Enter, Mindfulness. The buzzword of the year, with an impressive body of research, its bevy of famous followers and a Time Magazine cover that cites this era as the ‘Mindful Revolution.’
On entering the mindfulness classroom we begin to analyse and understand the nature of how we physically respond to stress and the habitual patterns we’ve developed over time. We learn there is no quick fix to chronic stress. Techniques such as breathing and pauses operate like aspirin, providing short-term relief from immediate pressures. Formal mindfulness practices, such as daily-seated meditation, are the long-term solutions that target the continuous pressures of modern life.
Just like bicep curls develop strong muscles, daily-seated meditation builds the muscles of the brain. By strengthening the neural connection between our prehistoric fight/flight response and our prefrontal cortex, we override automatic behaviours and habits, making us more judicious in our stress reactions.
Research proves mindfulness training helps foster positive coping, leading to improved allostasis and eventually psychological thriving. It has also been proven to:
- Create greater mental clarity and focus, upgrading our capacity for critical thinking and problem solving;
- Enhance our focus on the present moment, thereby promoting greater engagement in the here and now – of particular importance to those operating in fast paced environments;
- Improve awareness of our own thought processes and the emotions they trigger, enabling more effective emotional regulation and resilience;
- Unleash our capacity for innovation and creativity;
- Promote new possibilities in difficult teams or interpersonal relationships by replacing habitual reactions with more considered responses;
- Support a more panoramic perspective making us better able to manage change; and
- Enrich our appreciation of the greater meaning and purpose in what we do.

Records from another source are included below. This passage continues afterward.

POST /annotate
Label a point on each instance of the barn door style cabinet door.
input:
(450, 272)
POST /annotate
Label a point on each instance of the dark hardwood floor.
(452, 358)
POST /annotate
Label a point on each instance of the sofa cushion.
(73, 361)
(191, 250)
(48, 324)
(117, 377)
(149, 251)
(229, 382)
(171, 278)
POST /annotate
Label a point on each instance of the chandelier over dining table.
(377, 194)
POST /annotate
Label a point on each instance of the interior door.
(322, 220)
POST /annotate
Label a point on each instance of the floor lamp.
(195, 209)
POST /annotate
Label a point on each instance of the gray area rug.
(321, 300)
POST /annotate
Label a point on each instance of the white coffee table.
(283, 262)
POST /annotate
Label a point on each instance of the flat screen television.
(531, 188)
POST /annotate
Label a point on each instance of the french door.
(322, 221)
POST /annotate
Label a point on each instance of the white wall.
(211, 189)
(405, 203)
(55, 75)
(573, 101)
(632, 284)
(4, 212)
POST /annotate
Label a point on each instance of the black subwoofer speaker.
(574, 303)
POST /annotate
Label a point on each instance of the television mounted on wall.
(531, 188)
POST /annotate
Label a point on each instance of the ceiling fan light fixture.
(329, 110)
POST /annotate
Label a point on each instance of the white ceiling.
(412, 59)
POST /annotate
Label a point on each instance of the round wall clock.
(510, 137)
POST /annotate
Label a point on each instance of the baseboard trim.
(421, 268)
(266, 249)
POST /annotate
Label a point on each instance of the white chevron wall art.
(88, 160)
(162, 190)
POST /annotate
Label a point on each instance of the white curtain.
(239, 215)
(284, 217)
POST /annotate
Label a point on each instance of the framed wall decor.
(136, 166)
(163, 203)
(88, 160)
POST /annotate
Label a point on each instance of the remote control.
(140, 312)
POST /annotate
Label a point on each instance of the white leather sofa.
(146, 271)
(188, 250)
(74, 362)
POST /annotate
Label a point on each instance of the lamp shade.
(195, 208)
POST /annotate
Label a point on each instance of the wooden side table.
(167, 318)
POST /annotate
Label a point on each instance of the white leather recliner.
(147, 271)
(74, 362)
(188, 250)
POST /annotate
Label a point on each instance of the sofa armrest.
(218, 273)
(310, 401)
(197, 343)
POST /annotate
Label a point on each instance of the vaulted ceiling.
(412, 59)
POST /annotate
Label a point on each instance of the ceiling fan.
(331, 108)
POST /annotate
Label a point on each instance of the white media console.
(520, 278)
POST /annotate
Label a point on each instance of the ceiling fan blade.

Sounds like a no brainer hey? But the important part to remember when reading about all these benefits is that it is a Practice, an age old one at that! Essentially, the science and the research “proves” what we know to be true from the actual experience of meditating. In other words, reading about Mindfulness is not going to bring you any closer to calm.
What I have learnt for myself, as a once stressed out corporate , and what I have witnessed on countless occasions in my classroom is enough proof for me. With time and practice people do truly become calmer, they have a greater capacity for empathy, and find they respond in a much more balanced way to things, people and events in their life. They take affirmative action in actually changing their physiology – in making their stress response work for them.
But don’t just read about it. Try it for yourself – put on the lab coat and let yourself be the judge!